Norman Gale parecía muy pensativo, como si quisiera llegar a una conclusión a toda costa. Jane prosiguió:
—No sé cómo vamos a adivinarlo. Por mi parte, al menos yo no vi nada. ¿Notaste tú alguna cosa?
Gale meneó la cabeza.
—Nada en absoluto.
—Eso es lo más raro del caso. Me atrevería a jurar que no pudiste ver nada porque no estabas de cara a los hechos. Pero yo sí estaba mirando precisamente allí y hubiera debido ver...
Jane se detuvo, ruborizándose. Recordaba que su mirada se había mantenido fija en su jersey y que su mente, lejos de recoger las sensaciones externas, se había cerrado a todo lo que no tuviese relación directa con la persona que llevaba aquel dichoso pullover.
Me gustaría saber por qué se ruboriza así, se decía Norman Gale. Es encantadora. Voy a casarme con ella. Sí, me casaré. Pero no hay que correr demasiado. Tengo que hallar algún pretexto para frecuentarla. Podría aprovechar este asunto del crimen. Funcionará tan bien como cualquier otra cosa. Además, creo realmente que sería bueno hacer algo. Ese maldito reportero con su publicidad...
—Concentrémonos en eso —expuso en voz alta—. ¿Quién la mató? Tengamos en cuenta a todos los que estaban allí. ¿Quizá uno de los camareros?
—No —rechazó Jane.
—Conforme. ¿Las señoras que estaban sentadas al otro lado del pasillo?
—No creo que una dama como lady Horbury haya matado a nadie. Y la otra, la señorita Kerr es demasiado «señora». Jamás mataría a una anciana francesa, estoy segura.
—Me parece que no te equivocas, Jane. Tenemos a ese hombrecillo de los bigotes. Aunque, según el jurado, sea el más sospechoso, tenemos que descartarlo. ¿Y el médico? Tampoco parece muy probable que tenga nada que ver.
—Si la hubiese querido matar, lo hubiese hecho sin dejar huellas y nadie le hubiera descubierto.

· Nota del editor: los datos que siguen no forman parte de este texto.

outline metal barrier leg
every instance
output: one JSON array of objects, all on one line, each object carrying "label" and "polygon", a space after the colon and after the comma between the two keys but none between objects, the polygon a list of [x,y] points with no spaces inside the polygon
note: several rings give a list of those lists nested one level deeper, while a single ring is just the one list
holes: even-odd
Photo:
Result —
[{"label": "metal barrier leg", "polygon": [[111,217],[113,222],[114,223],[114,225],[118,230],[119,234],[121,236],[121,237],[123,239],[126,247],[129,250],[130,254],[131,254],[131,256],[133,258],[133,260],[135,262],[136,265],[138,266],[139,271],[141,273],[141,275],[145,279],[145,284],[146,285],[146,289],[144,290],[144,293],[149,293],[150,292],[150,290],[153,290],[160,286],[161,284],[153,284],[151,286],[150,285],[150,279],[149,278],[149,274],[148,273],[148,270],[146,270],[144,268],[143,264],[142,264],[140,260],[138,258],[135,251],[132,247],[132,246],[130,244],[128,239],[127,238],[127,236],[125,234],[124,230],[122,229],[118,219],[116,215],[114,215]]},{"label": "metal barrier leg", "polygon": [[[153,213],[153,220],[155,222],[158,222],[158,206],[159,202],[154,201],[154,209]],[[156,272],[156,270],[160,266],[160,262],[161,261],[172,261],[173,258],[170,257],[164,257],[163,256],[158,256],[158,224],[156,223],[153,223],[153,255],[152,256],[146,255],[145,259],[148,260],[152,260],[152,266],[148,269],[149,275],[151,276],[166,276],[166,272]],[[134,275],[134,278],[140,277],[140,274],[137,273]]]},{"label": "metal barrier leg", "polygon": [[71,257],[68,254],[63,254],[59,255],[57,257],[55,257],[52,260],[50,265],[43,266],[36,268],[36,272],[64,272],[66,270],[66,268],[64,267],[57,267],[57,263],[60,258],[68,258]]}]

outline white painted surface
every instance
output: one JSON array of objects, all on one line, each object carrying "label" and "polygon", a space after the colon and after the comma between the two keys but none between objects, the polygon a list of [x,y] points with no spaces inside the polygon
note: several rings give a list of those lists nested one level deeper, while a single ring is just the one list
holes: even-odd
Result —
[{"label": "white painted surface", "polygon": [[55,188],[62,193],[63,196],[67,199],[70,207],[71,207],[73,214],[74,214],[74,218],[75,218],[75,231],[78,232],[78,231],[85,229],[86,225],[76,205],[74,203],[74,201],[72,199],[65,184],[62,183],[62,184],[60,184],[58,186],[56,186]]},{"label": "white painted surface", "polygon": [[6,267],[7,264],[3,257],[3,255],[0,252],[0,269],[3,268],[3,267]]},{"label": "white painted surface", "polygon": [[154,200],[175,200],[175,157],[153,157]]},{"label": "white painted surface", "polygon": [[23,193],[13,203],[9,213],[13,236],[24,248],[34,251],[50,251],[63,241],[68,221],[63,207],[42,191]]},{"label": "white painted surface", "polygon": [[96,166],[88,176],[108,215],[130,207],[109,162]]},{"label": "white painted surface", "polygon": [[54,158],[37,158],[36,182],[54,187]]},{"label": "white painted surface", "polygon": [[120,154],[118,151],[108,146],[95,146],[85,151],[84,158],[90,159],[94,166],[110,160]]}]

—Sí, claro —admitió Norman dubitativo—. Esos venenos inodoros e insípidos que no dejan huellas son más apropiados, aunque dudo de que existan. ¿Qué te parece ese escritor, el que confesó poseer una cerbatana?
—Es bastante sospechoso. Pero me parece buena persona y no necesitaba confesar que poseía uno de esos chismes, de modo que no creo que fuese él.
—Así pues, nos queda Jameson. No, ¿cómo se llama...? ¿Ryder?
—Sí. Pudo ser él.
—¿Y los franceses?
—Son los más probables. Han viajado a extraños lugares y pueden tener motivos que nosotros desconocemos por completo. El más joven me parece una persona desdichada y preocupada.
—También tú estarías inquieta si hubieras cometido un crimen —afirmó Norman lúgubre.
—Parecía muy agradable —insistió Jane—, y su padre un hombre encantador. Confío en que no sean ellos.
—No parece que progresemos mucho.
—No sé cómo vamos a llegar a una conclusión, desconociendo tantas cosas acerca de la mujer asesinada: qué enemigos tenía, quién la va a heredar y todo eso.